Tamil actually does do what Peter is talking about. Written
Tamil(Tamizh, since there're no aspirates in Tamil) has initial vowel
onsets, i.e. <iran.t.u> 'two', and <eel[u> 'seven', <on[patu> 'eight, but
in spoken/colloquial Tamil the initial vowels are preceded by either [j]
"y" or [v], depending on context: <iran.t.u> [jirV~du-], <eel_u> [je:lu-],
<on_patu> [vo~bVdu-],etc. (I'm using Kirshenbaum's ASCii IPA notation
(http://www.kirshenbaum.net/IPA/ascii-ipa.pdf))...

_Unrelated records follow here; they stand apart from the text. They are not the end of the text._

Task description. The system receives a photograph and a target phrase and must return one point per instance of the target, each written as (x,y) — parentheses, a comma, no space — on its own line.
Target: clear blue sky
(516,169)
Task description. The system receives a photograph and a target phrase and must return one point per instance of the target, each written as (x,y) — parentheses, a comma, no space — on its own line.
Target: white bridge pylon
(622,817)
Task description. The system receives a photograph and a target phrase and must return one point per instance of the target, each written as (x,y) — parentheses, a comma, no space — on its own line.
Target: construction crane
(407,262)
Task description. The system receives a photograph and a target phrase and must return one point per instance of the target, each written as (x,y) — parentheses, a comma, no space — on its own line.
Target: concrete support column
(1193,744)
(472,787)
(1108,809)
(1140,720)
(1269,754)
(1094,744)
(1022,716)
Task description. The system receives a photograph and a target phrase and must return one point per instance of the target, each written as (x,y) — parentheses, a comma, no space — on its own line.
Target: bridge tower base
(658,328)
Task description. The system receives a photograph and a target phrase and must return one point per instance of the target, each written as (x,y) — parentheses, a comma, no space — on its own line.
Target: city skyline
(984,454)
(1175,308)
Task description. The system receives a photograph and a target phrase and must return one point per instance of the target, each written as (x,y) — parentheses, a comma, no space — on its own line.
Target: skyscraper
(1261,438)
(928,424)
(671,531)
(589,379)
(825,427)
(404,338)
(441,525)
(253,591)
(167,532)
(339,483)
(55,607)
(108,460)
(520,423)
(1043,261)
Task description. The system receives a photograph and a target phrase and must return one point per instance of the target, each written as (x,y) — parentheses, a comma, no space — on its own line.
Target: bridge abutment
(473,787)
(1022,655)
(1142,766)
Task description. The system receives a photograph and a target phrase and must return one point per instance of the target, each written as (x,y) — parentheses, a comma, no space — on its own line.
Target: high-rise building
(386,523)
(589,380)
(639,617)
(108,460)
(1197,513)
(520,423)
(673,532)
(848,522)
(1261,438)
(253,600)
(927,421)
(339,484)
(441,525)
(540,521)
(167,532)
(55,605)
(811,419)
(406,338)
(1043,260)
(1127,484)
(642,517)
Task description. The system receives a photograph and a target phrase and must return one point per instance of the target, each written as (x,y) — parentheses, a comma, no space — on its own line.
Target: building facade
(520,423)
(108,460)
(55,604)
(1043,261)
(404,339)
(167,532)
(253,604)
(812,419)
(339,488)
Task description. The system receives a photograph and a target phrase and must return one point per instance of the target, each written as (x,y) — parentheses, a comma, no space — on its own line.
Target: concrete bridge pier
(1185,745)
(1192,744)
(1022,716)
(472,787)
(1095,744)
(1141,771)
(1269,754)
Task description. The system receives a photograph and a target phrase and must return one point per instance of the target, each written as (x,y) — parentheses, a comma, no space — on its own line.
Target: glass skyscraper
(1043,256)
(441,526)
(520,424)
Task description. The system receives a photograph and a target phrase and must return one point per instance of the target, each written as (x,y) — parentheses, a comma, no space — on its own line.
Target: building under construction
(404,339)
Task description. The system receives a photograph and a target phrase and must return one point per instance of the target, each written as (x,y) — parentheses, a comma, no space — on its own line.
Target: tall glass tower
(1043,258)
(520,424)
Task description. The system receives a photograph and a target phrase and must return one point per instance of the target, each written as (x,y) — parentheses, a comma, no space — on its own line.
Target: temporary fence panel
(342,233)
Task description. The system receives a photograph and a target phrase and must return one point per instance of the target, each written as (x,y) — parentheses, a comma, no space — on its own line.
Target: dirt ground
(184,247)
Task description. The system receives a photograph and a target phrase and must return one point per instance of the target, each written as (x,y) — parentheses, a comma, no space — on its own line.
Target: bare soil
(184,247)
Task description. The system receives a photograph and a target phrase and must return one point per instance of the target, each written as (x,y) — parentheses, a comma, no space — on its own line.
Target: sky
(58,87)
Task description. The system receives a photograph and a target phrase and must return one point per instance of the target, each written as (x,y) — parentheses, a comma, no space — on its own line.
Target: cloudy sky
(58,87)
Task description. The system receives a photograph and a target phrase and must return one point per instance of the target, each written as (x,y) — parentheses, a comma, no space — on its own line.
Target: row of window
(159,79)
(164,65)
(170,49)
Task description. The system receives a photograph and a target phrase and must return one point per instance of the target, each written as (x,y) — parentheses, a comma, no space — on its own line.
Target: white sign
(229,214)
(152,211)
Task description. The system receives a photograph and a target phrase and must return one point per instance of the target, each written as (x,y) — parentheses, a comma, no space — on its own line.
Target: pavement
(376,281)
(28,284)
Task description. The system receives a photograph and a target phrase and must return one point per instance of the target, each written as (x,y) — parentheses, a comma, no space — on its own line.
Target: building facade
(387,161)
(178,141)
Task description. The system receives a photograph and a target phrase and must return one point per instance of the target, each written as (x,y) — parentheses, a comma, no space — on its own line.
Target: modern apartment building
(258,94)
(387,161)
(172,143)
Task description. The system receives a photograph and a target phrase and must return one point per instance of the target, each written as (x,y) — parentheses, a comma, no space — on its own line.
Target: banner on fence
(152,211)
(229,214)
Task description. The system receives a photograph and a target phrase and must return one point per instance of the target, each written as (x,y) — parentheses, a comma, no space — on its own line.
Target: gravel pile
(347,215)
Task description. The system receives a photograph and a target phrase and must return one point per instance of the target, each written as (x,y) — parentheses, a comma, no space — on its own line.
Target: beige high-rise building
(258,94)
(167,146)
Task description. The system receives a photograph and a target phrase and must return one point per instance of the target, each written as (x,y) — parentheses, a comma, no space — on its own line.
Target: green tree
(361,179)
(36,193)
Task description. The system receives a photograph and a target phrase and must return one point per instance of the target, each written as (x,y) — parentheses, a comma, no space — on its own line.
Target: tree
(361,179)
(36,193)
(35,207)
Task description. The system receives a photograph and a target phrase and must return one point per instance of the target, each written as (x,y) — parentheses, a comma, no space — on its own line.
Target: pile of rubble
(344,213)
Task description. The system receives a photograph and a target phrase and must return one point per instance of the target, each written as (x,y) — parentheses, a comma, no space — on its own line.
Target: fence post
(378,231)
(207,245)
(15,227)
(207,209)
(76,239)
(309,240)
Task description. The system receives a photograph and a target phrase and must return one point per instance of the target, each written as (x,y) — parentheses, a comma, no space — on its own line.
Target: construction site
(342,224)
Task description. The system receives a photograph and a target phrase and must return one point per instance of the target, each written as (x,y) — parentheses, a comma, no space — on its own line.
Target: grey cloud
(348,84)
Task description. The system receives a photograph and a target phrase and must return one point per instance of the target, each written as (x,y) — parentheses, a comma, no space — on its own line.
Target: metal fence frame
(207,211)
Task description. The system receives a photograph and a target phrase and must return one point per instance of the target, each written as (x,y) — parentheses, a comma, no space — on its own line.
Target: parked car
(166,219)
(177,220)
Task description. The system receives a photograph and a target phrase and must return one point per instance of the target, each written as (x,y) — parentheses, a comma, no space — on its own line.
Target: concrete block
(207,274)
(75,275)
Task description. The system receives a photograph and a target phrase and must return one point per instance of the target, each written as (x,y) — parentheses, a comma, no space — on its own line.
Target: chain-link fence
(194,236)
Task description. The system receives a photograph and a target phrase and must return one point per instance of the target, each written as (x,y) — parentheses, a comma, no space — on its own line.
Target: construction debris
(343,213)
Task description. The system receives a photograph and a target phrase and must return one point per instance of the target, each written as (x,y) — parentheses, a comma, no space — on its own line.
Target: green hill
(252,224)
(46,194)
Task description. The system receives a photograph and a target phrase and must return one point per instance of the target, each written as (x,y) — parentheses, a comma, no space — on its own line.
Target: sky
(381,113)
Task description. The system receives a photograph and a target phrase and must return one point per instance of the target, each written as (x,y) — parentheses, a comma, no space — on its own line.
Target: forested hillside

Peter's contention that Tamil is using high vowels for breaking of
disallowed clusters is probably more right than wrong, given the very very
extensive literature on loan phonology and the tendency for languages
phonologically similar to Tamil to do so.
It is highly unlikely that one will find an inserted "unvoiced"
vowel in cases where the surrounding environment is not unvoiced....
Take for instance the case of Japanese... 1. Japanese inserts high
vowels (usually <u> [u-]) for loan words that have initial consonant
clusters that are not native, 2.Japanese also has voiceless vowels.
Are these two necessarily correlated? No... (1) happens to be a
phonological process that takes place when loanwords have to be adapted,
while (2) takes place in Japanese as a language universal.
Taking two words found loaned into Japanese: "beefsteak" and
"blue(jeans)" we can examine the two processes at work.

<beefsteak>
/bi:fstejk/ (Eng.)
*bi Pu- su- te: ki
[biPu-<o>su-<o>te:ki<o>]
/bihuste:ki/

-=high vowels in Japanese /i, u/ [i, u-] are devoiced when surrounded by
two unvoiced segments, where word final boundaries (which basically equal
zero) are included.

It would then seem that Japanese speakers, whose unvoiced high vowels seem
to mimic clustering in languages like English, must then use unvoiced
vowels to represent clusters... _wrong_.

"Bluejeans" provides a nice counter... we expect that there will be an
unvoiced vowel where we find the English bl- cluster...

<bluejeans>
/bluwdZijnz/
*bu ru-: ji: n zu-
[bu- ru-: ji: n zu-]
/bu ru: ji: n zu/

>Possibly, but the argument from the Tamil seems to be that
>they don't alter the pronunciation, they simply perceive
>the near-voiceless vowel which Hindi and English speakers
>do not perceive.

Why should one posit a segment (near-voiceless vowel) in two
languages for which they are not phonemic/phonetic in native words?
It's much more likely that speakers of a language, whose structure
disallows clusters, will insert segments to allow for pronunciation, rather
than vice versa.

>The Tamil have considered but more or less rejected using
>all the grantha characters for consonant conjuncts. It is
>an ongoing debate. They won't use the pulli or consonant
>plus inherent vowel form.

That's largely due to inherent intuition... however, grantha
conjuncts were exactly that... without any required vowel intervening
between the letters... since Tamil doesn't allow for CC- onsets, of course
they'd disprefer any such analysis... no?